One Saturday afternoon, I thought I'd try to extend the beer supply a few more days by cracking a bottle of wine instead.

Here's the pathetic thing—what I grabbed was one of the bottles Grinch had given me, which meant it was probably an $80 bottle of wine. But I drank $3 Uzbekistan wine like it was soda pop, and I knew I was going to do the same thing here.

I removed the cork, poured half a milk glass full, and drank it down. Then I poured another. I wasn't going to be extending anything.

I forgot how fast it can kick in sometimes. I started losing track of things after an hour or two.

I remember dropping the first empty bottle in the trash and reaching for the next. Only after getting the cork out did I realize I'd opened a bottle of red. That first one'd been white. Didn't want to mix the two—I'd made that mistake before. So I jammed the cork back in, put it in the fridge, and went for another. That one was white. I opened it and poured a glass.

I also remember starting dinner.

Next thing I remember, it was about 2 hours later, and dinner was still cooking. So I turned the stove off, threw the blackened dinner away, and ate a handful of carrots instead.

I remember calling Morgan, who later told me that I sounded like I'd been soundly beaten.

The thing is, it simply wasn't as much fun as I remembered from the old days. Then again, thinking about it, I guess it wasn't much fun back then, either. And maybe that's it—the first chug of that fancy wine brought back all those old sensations. The despair, the isolation, the perpetual queasiness. Not that I was despairing or isolated at all—but there was still a sense of it in the act. Just like an old song or a half-remembered smell can dredge up detailed memories of a time and place, so can a specific kind of drunk.

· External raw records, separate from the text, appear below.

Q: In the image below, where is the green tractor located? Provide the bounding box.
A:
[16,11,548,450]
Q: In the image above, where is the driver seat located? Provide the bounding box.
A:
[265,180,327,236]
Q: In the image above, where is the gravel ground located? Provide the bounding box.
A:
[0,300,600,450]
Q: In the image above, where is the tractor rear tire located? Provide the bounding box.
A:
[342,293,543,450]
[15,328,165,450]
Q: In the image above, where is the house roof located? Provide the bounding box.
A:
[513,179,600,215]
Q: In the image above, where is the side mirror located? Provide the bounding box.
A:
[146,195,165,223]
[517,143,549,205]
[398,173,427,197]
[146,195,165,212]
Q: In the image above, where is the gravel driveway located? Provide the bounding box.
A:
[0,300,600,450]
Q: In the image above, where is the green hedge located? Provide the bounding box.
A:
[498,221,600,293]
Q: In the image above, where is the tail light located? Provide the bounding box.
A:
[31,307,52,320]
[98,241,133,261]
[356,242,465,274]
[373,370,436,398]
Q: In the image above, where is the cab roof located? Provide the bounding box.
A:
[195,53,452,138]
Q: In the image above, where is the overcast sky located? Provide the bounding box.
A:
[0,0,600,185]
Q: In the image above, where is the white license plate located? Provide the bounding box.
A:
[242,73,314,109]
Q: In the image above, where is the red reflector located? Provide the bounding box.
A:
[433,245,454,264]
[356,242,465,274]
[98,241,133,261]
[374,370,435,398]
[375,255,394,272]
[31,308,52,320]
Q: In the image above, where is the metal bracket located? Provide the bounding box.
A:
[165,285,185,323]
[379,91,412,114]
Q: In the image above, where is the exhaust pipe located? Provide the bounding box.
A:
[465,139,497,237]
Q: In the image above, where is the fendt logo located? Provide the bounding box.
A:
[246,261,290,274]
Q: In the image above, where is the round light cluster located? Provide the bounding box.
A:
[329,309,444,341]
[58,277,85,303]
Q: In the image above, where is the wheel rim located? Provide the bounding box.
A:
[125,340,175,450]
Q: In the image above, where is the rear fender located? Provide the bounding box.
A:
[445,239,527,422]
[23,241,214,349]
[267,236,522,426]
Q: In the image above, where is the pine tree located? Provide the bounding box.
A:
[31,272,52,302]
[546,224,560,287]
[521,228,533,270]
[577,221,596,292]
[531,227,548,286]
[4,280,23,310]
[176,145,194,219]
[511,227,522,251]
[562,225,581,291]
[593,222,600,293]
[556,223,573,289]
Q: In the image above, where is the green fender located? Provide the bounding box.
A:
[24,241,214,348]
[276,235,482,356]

When Grinch and his wife were in town a month or two back, we went through four or five bottles and a lot of beer with no trouble. But that was convivial, that was friendly and social. Drinking wine alone is just bad news. At least guzzling it alone. It'll tear you up.

I wasn't doing that bad the next morning, much to my surprise. But the wine never did me all that bad hangover-wise, unless I mixed it. Still, I could taste it in the back of my throat. And every time I opened the fridge and saw the bottle sitting there, my stomach tightened.

I decided it was time to go back to beer.